I am definitely a AldeHo, no question, so I would like to try this. I haven’t tried anything from SSS but have wanted to for a long time.
I haven’t tried it yet, but I would really love too! Some of Andy’s scents work for me, while others don’t; Miriam sounds just gorgeous though!
SSS is a house worth sampling!
I really like Miriam, even though it wasn’t quite what I expected it to be. For me, it is almost more of a sandalwood fragrance than a aldehydic fragrance.
OOOooooohhhh… I love sandalwood!! Must try!
Susan’s right: Miriam is more focused on the sandalwood than the aldehydes.
I love it.
Ah, and you also love Champagne de Bois, don’t you? So, if I like one, do you think it follows that I’ll like the other too?
Well, if you like Nostalgie AND CdB, I’m guessing that Miriam would please you too.
Wonderful review, Dee. I am very interested to smell how this turned out. I tested an earlier iteration and quite liked it.
Oh! I’ll look forward to hearing your take on it 🙂
Uh-oh, and that sounds lovely, because you know, I _am_ an AldeHo (as you remember from me meowing at Chanel counter at Nordies in Portland), with a penchant for a well done mimosa and a newly discovered love for rose… uh-oh… time to get some samples of SSS… AFTER MOVING SOME OTHER SAMPLES OUT, THAT IS!!!
Olga, you seriously need to get caught up on your sampling! 😉 yes, I remember you, the AldeHo! Haha, I think that you will like this one, even if the aldehydes are a low hum, and not the fizzy Chanel version.
Whoa, sounds really good!
It is 🙂
Laurie’s blog link sent me over here, and now I’m even MORE excited about this new release. I’m an SSS fangirl too, and would like to eventually own most of her fragrances. There’s no other line I’ve ever tried that consistently works so well.
A story about sampling Laurie’s work: A few months ago I had a friend ask me to help her find a new signature fragrance – I’m a bad influence, since she now wants a wardrobe;) – and we very quickly discovered we’re almost evil scent twins when it comes to skin chemistry. We got into the habit of both of us wearing whatever scent of mine she was sampling, but it was just so fascinating to smell the differences. All of Laurie’s lighter frags that go a bit sour on me – Velvet Rose, Voile de Violette, Rose Musc, Cameo, Lieu de Reves – smell divine on her. And anything with cedar in it went overwhelming block of hamster cage on her. I swooned at VdV on her, and said wistfully, “Ohhhh! I wish that smelled like that on me!” and she laughed as she replied, “I’d kill for Velvet Rose to smell on me like it does on you.”

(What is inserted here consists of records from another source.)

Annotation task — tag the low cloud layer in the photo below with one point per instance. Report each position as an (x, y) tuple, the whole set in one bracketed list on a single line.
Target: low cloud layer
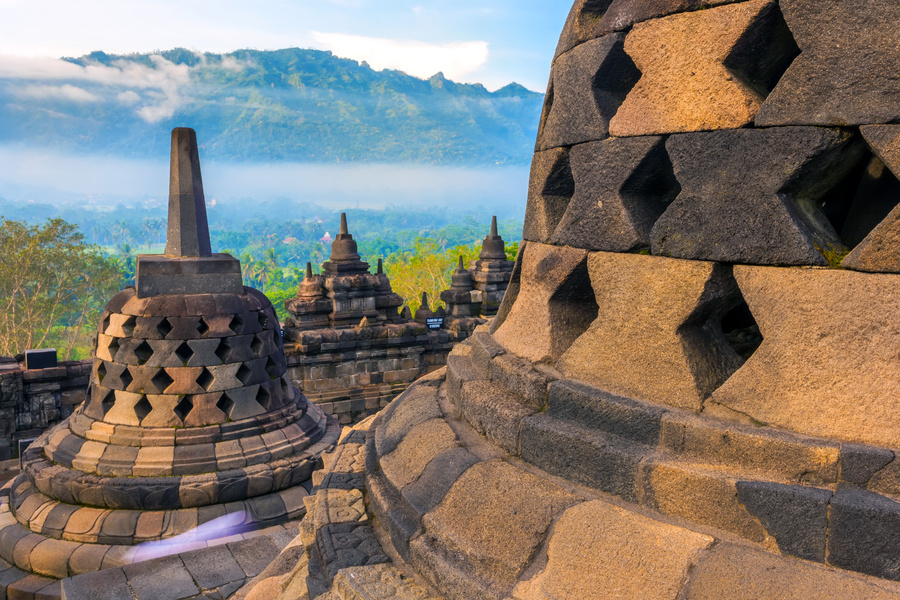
[(456, 60), (154, 92)]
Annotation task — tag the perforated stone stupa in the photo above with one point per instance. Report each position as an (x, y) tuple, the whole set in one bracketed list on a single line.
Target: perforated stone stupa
[(190, 417), (691, 389)]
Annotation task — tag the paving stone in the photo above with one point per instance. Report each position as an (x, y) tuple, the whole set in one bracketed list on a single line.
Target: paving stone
[(405, 464), (622, 186), (212, 567), (749, 195), (550, 188), (161, 578), (700, 496), (659, 308), (694, 69), (109, 584), (598, 550), (732, 572), (835, 380), (254, 555), (877, 252), (846, 76), (602, 461), (469, 529), (554, 305), (587, 86), (796, 516)]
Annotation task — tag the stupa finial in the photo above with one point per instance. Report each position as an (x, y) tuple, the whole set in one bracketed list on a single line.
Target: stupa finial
[(188, 230)]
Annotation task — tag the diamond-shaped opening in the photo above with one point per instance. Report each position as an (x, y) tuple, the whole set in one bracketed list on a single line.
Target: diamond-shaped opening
[(126, 378), (205, 379), (183, 407), (107, 402), (162, 380), (225, 404), (573, 303), (613, 81), (184, 353), (243, 373), (237, 324), (877, 193), (164, 327), (143, 352), (223, 351), (142, 408), (113, 348), (271, 368), (128, 326), (741, 331), (263, 397), (764, 51)]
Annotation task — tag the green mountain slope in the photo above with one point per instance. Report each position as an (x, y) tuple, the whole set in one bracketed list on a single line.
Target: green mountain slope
[(292, 104)]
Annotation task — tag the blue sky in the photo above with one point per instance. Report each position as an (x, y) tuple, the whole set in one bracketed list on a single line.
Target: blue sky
[(492, 42)]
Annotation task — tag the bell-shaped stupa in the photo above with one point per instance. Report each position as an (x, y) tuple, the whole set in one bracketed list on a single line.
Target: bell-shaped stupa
[(189, 416)]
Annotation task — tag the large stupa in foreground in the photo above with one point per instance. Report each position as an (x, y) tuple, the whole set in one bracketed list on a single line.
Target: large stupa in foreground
[(191, 430), (692, 388)]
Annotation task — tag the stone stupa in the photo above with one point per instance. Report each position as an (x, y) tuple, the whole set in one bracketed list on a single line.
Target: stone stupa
[(692, 388), (189, 417)]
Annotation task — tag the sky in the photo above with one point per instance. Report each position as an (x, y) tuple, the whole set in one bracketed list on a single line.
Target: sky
[(492, 42)]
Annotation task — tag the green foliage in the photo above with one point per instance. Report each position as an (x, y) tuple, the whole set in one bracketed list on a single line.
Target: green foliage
[(53, 287), (291, 104)]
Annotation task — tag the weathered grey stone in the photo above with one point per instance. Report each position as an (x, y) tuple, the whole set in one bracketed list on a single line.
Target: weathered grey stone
[(796, 516), (595, 408), (822, 368), (553, 307), (846, 74), (622, 14), (736, 572), (864, 533), (749, 196), (688, 86), (859, 463), (655, 336), (492, 413), (468, 530), (587, 85), (550, 188), (600, 460), (598, 550), (622, 186), (878, 252)]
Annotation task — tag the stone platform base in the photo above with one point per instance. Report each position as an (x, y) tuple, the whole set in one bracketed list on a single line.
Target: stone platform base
[(466, 519)]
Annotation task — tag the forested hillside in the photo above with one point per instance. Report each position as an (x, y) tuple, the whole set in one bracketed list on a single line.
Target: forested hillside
[(292, 104)]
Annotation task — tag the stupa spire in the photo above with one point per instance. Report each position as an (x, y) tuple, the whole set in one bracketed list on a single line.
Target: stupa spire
[(187, 234)]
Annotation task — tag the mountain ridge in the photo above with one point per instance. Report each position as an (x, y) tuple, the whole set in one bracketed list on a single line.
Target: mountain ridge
[(292, 104)]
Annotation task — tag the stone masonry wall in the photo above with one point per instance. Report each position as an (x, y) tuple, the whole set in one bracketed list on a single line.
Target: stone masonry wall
[(33, 400)]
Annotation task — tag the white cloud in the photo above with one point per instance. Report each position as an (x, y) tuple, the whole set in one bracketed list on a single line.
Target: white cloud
[(455, 60), (56, 92)]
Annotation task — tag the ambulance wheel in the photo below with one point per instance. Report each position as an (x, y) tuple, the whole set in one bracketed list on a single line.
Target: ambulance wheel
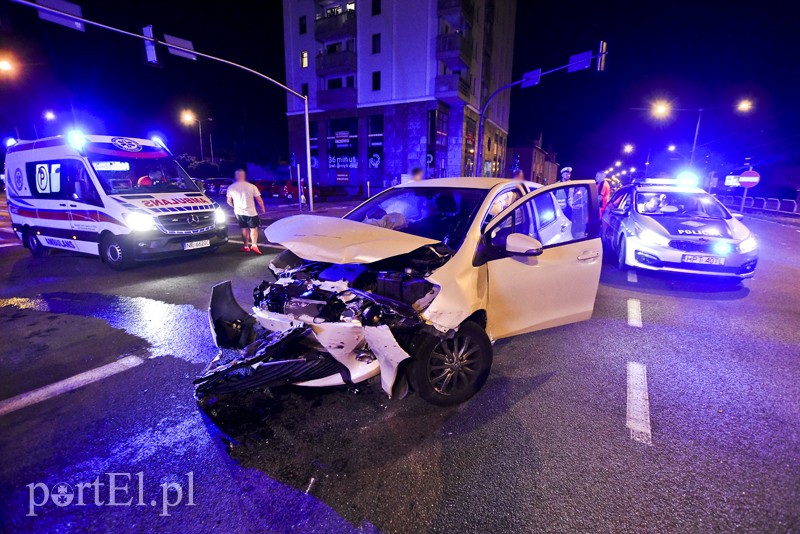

SSS was one of the first lines I sampled after getting the perfume bug, and it helped me understand why I thought for years perfume just didn’t work for me: my skin is snobby. It likes ingredients that aren’t commonly found in department store frags, like incense and iris. It was such a relief to find out I could smell fabulous.
Dionne, I’m so glad you found us; welcome!!!
“Snobby” skin is something I can relate to, and it sounds like we might have similar skin chemistry–of the SSS frags you mention work well for your friend, the only one I can wear is Rose Musc (which I actually love). Those others don’t work at all!
But the rest of the line? Amazing! Even Jour Ensoleille, which isn’t my style, smells great on my skin. We’re lucky to have found Sonoma Scent Studio!